Domestic manufacturers of medical devices have written to the Department of Pharmaceuticals (DoP) saying they would like to voluntarily bring down prices of devices that are non-scheduled but part of the DPCO 2013. The drug price order gives the NPPA the power to control prices of drugs that are part of Schedule 1 and monitor the prices of drugs that aren't scheduled. Further, the drug price order also allows the NPPA to fix prices of non-scheduled drugs in the interest of the consumer.

"There are fundamental issues in considering the Drug Price Control Order 2013 (DPCO 2013) for fixing the prices of drugs," says Rajiv Nath, Forum Coordinator Association of Indian Medical Devices Industry (AIMED). He explains that there are multiple distribution patterns for medical devices. Further, there are many kinds of intra-ocular lenses or orthopaedic implants. Thus, one size doesn't fit all.

"We would rather bring down our prices and ensure that margins are reasonable. We have written to the department but haven't heard from them on our proposal," he says.

Intra-ocular lenses are of three kinds: rigid plastic, foldable and, refractive lenses. According to estimates, 15 per cent intra-ocular lenses are imported while the rest are domestically manufactured. Companies that manufacture these lenses are Bausch and Lomb, Auro Laboratories, Johnson and Johnson, Novartis.
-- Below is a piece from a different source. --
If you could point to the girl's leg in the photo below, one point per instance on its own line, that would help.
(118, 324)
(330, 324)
Realising that price capping is inevitable; lobbies of pharmaceutical companies are of the view that the DoP should constitute a technical advisory board that includes industry representatives. The NPPA has only capped the price of 18 per cent of the industry.
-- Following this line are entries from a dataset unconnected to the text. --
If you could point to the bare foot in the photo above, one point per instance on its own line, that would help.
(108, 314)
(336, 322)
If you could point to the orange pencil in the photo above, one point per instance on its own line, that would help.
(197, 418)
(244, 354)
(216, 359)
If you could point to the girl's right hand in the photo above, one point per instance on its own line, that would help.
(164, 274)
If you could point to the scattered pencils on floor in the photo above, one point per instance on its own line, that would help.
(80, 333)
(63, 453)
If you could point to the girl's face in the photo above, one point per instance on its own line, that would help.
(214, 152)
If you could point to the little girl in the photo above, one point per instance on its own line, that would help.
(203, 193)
They wish this group should be consulted by the NPPA while fixing and revising prices of drugs. Deepnath Roychoudhry, President Indian Drug Manufacturers Association says, "Sometimes there is misinterpretation of the DPCO 2013."
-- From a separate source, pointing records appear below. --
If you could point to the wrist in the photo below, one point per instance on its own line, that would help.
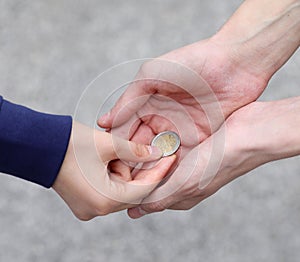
(260, 44)
(263, 132)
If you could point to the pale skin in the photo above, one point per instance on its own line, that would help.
(88, 154)
(237, 64)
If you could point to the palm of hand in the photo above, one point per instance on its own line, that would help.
(174, 100)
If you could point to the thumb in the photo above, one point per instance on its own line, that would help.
(133, 152)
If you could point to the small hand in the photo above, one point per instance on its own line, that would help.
(88, 181)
"Further, not all doses of the same drug are the same. A plain coated tablet is different from an extended release tablet, which deserves better pricing," he says. IDMA is an industry body that has representation from a number of large companies.

In response to the demand raised by the pharmaceutical industry, (DoP) has sought justification. The pharmaceutical industry is proposing an advisory board on the lines of the Drugs Technical Advisory Board (DTAB) which has industry representatives. The DTAB advises the central drug standards regulator on various policy issues including processes for approval of various drugs.

The domestic manufacturers of medical devices have written to the DoP saying they would like to voluntarily bring down prices of devices that are non-scheduled, but part of the DPCO 2013.